SpiderFLOAT Gaining Traction

In the last year or so, I have developed SpiderFLOAT (patent pending), an innovative, ultra-compliant, slender floating substructure for offshore wind turbines (see e.g., here).

The goal of this disruptive innovation in Floating Offshore Wind technology is to enable a greater market share of offshore wind energy, ultimately strengthening and diversifying the array of domestic energy sources available to Americans. The U.S. DOE has supported this concept with a Technology Commercialization Fund to bring the SpiderFLOAT to a wave basin testing facility, which will help verify initial assumptions of the hydrodynamic parameters and simulation results. This effort is also generously aided by Equinor, the world’s leading floating offshore wind developer to date.

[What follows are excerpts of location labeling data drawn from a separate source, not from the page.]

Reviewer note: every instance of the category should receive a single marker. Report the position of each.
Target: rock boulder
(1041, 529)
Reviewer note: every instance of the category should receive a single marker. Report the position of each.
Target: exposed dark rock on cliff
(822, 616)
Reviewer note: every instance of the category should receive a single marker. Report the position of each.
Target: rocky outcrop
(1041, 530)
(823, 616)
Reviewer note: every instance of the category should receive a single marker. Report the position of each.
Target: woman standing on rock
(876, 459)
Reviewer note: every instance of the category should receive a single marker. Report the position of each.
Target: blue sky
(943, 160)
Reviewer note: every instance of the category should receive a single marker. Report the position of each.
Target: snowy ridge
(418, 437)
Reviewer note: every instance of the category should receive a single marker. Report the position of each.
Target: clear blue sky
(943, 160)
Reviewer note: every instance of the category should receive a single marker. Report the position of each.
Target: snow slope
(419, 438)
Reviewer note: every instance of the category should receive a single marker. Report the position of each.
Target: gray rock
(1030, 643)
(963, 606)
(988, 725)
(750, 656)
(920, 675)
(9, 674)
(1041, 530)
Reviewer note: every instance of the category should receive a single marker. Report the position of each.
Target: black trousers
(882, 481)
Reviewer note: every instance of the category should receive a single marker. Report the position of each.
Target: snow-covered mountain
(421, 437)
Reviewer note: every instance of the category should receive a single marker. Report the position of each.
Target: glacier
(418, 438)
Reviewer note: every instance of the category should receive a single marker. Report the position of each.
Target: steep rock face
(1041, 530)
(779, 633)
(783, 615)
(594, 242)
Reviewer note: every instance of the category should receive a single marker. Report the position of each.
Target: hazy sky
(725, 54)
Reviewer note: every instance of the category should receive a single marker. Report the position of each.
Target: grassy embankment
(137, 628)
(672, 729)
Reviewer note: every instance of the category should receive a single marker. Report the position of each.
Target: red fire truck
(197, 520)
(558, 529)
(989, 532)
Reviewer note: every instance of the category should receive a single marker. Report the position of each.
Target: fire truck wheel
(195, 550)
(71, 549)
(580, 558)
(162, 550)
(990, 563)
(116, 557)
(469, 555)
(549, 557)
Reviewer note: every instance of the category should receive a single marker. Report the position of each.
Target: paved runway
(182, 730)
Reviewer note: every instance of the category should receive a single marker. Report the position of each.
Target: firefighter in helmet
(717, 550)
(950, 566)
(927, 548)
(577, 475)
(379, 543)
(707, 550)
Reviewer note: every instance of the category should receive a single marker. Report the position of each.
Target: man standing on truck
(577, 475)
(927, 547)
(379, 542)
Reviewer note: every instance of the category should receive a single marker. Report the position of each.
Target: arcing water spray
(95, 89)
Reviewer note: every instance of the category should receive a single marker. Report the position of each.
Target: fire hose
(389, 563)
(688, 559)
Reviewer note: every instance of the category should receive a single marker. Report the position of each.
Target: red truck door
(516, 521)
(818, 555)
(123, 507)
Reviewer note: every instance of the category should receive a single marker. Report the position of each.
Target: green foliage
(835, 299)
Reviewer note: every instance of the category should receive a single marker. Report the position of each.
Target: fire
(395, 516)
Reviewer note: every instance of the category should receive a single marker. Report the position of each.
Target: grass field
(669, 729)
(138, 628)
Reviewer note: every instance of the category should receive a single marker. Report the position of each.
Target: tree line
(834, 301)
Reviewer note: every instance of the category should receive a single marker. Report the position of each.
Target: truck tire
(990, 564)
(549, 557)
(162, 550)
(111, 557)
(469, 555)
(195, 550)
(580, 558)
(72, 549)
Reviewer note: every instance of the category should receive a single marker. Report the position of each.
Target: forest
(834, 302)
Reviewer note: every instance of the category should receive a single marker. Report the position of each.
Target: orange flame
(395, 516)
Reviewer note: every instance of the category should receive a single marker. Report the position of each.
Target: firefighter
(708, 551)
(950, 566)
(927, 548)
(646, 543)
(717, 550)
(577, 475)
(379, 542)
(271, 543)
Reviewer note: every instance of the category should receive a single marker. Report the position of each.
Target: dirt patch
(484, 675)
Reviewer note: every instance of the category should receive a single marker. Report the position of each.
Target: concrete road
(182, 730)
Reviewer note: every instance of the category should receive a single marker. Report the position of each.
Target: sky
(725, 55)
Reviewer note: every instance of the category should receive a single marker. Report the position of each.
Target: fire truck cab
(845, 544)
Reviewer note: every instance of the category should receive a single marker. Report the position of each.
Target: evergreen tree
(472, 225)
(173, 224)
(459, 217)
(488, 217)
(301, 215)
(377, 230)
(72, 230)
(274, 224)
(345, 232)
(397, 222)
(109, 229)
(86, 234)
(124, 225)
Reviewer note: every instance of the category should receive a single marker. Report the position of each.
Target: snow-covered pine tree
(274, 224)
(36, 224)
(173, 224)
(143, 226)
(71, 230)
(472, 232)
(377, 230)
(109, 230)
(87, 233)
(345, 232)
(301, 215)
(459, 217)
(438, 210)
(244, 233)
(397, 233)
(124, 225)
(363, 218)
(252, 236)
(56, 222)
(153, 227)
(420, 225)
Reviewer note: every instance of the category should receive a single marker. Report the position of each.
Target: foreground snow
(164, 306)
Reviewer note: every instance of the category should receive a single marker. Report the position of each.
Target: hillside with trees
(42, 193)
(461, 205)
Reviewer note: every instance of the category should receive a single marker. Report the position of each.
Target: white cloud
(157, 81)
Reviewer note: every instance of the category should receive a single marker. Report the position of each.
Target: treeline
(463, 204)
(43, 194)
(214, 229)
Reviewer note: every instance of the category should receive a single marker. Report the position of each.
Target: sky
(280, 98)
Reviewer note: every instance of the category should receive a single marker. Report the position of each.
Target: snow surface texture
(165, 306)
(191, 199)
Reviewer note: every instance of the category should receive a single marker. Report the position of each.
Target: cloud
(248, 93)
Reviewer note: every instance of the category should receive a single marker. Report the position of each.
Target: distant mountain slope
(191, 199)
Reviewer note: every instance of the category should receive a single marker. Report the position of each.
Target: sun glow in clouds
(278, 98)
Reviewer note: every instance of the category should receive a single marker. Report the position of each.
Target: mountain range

 ARPA-E’s ATLANTIS program has now selected SpiderFLOAT for further R&D to help bring this concept closer to market. SpiderFLOAT promises to reduce floating offshore wind LCOE below 60$/MWh.

My colleagues Senu Sirnivas and Fabian Wendt contributed to the numerical analyses and support of the SpiderFLOAT concept.

We greatly appreciate the U.S. DOE’s Office of Technology Transition and ARPA-E for believing in this new design and helping us promote the technology.

Go SpiderFLOAT, developed in America for America!